Everybody Loves Raymond:
"Holy Crap."


----------



## MaryKingsley (Mar 26, 2011)

"Good morning, Mr. Phelps....your mission, should you choose to accept it..."  Mission Impossible

"Nyah-ha-ha"  Boris the spy, in Rocky and Bullwinkle

"Stifle it, Edith."  All in the Family (which also has my all-time favorite quote:  "You can't buy beer, Edith.  You can only rent it")

"Oh, Mr. Grant!"  Mary Tyler Moore.

But I think my favorite has to be one already mentioned:  "Da plane!  Da Plane1"


----------



## geoffthomas (Feb 27, 2009)

Charlie's Angels:
"Good morning angels."


----------



## Shayne Parkinson (Mar 19, 2010)

Monk:

"Here's what happened."
"He's the guy."
"Here's the thing."
"It's a gift - and a curse."


----------



## mamiller (Apr 28, 2009)

The Flintstones, "Yabba-dabba-doooo!" 

These are all so great.

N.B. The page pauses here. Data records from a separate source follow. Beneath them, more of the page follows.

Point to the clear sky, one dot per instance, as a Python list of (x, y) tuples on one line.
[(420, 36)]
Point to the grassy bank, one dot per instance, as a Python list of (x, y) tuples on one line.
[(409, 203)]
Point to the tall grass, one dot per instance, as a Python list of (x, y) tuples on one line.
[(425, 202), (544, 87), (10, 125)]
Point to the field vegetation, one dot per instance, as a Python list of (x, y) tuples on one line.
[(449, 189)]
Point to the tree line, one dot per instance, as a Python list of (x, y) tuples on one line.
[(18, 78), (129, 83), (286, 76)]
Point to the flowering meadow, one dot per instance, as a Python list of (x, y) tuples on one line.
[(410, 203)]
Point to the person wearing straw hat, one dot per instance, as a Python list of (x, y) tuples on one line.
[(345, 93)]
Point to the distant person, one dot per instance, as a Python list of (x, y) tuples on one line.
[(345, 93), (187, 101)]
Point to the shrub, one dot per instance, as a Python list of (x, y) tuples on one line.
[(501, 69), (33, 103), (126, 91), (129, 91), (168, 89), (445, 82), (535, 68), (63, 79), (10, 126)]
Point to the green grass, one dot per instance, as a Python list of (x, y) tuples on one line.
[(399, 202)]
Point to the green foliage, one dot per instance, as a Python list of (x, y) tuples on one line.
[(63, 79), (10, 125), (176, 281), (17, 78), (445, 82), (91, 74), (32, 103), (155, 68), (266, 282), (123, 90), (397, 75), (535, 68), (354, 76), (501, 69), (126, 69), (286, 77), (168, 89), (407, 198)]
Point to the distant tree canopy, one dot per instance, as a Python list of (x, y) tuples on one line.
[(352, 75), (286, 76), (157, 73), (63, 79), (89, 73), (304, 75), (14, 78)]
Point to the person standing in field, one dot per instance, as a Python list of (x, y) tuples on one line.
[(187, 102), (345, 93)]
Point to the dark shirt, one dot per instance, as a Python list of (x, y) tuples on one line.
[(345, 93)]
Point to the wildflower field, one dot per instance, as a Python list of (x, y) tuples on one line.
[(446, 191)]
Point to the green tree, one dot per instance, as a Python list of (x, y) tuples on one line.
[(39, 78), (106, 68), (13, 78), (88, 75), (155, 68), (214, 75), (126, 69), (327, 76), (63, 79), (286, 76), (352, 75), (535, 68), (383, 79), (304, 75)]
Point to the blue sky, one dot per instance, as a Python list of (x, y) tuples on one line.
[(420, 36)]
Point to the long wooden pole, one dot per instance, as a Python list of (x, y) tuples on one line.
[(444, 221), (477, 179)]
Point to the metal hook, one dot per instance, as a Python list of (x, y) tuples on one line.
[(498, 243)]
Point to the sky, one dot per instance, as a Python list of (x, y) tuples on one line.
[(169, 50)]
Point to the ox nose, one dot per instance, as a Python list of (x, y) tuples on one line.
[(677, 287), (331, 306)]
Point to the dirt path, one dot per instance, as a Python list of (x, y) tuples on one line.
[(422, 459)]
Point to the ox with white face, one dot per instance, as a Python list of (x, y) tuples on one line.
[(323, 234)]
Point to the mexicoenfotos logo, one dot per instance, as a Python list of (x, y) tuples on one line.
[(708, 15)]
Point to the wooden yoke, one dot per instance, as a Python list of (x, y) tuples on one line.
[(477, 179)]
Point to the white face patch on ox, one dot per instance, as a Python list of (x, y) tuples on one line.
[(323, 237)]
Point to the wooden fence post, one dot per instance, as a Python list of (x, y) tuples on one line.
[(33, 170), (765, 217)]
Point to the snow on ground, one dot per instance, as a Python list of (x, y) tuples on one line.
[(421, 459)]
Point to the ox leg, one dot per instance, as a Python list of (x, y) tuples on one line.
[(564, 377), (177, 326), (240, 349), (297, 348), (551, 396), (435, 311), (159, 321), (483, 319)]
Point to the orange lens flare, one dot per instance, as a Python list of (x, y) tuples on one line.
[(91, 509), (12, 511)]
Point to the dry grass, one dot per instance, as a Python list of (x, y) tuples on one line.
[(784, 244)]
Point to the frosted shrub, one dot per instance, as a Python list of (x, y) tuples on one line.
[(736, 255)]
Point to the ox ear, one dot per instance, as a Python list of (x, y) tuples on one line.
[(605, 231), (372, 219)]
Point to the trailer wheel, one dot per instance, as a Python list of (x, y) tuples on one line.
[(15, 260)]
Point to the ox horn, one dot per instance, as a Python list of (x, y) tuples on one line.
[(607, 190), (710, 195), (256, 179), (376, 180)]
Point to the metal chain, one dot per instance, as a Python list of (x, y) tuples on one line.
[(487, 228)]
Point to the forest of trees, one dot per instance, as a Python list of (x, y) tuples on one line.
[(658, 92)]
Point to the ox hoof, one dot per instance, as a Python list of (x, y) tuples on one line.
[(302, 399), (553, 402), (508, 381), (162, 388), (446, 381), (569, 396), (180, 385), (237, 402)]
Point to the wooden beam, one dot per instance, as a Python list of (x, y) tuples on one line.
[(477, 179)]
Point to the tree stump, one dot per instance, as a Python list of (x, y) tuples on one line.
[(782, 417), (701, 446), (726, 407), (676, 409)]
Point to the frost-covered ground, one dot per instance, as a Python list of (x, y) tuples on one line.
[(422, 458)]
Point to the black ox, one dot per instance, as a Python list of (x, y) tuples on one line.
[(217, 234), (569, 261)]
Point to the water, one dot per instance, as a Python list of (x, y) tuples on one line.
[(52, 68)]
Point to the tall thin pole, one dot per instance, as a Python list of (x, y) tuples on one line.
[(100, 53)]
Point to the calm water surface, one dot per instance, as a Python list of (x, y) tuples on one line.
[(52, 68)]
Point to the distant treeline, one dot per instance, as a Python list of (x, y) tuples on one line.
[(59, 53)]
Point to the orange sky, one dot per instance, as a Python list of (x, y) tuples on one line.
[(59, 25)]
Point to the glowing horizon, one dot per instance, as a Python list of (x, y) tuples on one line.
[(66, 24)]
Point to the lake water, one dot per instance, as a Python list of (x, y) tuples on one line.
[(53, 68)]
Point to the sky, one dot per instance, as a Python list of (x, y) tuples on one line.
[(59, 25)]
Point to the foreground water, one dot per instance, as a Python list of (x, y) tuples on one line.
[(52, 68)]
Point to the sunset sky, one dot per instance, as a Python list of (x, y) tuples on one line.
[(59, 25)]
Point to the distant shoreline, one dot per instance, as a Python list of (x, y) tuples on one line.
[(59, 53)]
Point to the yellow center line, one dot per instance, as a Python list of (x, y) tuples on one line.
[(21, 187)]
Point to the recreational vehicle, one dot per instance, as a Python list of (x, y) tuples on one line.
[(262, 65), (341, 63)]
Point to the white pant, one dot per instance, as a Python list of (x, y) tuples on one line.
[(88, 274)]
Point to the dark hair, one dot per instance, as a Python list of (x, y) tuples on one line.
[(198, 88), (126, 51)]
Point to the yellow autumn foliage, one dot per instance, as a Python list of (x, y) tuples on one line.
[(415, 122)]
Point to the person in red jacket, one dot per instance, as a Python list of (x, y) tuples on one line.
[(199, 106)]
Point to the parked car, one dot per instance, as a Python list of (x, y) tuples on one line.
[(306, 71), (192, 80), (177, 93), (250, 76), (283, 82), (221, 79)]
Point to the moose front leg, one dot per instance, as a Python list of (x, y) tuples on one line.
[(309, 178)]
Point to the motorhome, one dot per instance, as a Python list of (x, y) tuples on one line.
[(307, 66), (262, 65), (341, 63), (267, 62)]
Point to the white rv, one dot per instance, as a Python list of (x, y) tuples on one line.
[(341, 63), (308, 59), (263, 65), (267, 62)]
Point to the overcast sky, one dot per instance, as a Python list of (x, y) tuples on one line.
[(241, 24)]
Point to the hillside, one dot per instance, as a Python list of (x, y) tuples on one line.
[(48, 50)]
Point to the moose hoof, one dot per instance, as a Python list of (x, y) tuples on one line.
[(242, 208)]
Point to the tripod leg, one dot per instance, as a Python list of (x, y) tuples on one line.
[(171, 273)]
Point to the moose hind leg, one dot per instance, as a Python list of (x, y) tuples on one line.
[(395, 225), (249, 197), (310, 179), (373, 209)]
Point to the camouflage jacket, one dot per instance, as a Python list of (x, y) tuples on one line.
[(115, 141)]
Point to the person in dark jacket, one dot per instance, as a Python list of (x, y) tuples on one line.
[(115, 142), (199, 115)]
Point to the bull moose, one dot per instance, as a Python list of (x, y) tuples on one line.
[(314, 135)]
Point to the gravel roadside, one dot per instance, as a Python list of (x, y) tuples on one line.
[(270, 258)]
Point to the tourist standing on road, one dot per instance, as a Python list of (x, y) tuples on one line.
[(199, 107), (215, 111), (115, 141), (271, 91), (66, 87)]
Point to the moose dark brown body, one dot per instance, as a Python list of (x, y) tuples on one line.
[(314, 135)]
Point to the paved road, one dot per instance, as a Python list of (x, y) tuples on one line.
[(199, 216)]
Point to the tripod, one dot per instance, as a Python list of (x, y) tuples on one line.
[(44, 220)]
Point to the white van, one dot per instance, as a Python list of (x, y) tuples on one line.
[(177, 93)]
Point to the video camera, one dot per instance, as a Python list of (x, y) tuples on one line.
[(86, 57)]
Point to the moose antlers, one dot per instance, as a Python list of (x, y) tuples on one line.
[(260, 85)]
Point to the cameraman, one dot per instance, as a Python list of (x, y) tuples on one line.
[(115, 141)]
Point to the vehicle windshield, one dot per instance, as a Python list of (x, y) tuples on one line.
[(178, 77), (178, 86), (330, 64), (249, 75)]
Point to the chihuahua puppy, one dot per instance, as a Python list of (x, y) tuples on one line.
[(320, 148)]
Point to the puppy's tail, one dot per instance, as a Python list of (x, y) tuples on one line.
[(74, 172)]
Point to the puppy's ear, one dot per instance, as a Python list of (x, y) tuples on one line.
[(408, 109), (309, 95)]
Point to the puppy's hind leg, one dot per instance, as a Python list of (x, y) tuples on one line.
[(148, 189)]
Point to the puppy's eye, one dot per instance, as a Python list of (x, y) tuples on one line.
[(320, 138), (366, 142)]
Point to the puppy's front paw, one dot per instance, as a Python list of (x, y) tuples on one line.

It would be fun to pick an all-time classic, but it would be hard because so many generations are involved. I think I'd have to nominate, "Book em, Danno." I love that!


----------



## Ann Herrick (Sep 24, 2010)

I think this is into reruns of reruns:

"And a one, and a two..." Lawrence Welk


----------



## DenverRalphy (Mar 24, 2010)

"You _aaare _the weakest link! Good bye!"

"And that's the way it is." Walter Cronkite


----------